Scripts is a top-level key describing SQL statements to be run during the anonymization process. These scripts can also return results that will be entered into the logs.

This might help you to do something specific that pynonymizer may not have a feature for (yet?), or to provider a report on something before you dump/drop/etc.
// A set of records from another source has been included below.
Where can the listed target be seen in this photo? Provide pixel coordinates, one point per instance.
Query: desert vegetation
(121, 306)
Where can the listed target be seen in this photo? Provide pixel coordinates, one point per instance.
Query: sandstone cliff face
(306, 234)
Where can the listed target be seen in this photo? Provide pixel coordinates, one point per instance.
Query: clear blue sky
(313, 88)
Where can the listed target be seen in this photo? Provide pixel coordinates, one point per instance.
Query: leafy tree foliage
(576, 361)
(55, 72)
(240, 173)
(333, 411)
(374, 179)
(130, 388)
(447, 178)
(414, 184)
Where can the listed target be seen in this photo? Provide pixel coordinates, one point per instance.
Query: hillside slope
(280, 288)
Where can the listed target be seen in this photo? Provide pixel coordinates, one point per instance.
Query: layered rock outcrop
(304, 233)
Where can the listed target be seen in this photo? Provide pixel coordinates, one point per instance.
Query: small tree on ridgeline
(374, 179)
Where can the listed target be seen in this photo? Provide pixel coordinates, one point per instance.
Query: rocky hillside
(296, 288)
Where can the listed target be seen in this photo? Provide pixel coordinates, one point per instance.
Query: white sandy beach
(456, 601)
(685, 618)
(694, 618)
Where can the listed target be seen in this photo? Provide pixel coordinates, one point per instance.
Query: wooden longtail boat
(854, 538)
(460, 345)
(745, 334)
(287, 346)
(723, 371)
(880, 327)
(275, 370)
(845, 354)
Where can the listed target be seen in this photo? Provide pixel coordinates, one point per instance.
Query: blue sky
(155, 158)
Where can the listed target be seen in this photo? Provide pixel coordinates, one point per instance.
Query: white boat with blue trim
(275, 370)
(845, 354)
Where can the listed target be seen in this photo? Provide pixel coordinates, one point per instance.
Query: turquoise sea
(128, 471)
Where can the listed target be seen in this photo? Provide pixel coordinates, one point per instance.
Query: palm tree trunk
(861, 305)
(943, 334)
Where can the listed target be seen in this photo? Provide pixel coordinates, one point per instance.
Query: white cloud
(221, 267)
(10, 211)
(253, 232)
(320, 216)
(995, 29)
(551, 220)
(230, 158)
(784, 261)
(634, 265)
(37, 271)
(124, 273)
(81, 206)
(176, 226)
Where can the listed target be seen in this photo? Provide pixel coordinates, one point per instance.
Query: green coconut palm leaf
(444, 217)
Scripts are given in the scripts top level key. There are two subkeys, before and after. In both cases, the required input format is a list of strings to be run as individual scripts.

scripts:
  after:
    - DELETE FROM students;
    - [...]
  before:
    - DELETE FROM config where name = 'secret';

You should recieve the output from each script in the log. The exact format will depend on the database provider. See the script except below:

[...]
creating seed table with 3 columns
Inserting seed data
Inserting seed data: 100%|██████████████████| 150/150 [00:05<00:00, 25.98rows/s]
Running before script 0 "SELECT COUNT(1) FROM `accounts`;"
COUNT(1)
1817

Running before script 1 "SELECT SLEEP(1);"
SLEEP(1)
0

Anonymizing 2 tables
Truncating transactions: 100%|████████████████████| 2/2 [00:00<00:00,  2.66it/s]
Running after script 0: "SELECT COUNT(1) FROM `accounts`;"
COUNT(1)
1817
[...]

before

Before takes place just before the anonymization starts, after any preparation by the database provider (e.g. seed table, etc)

after

After takes place directly after the anonymization.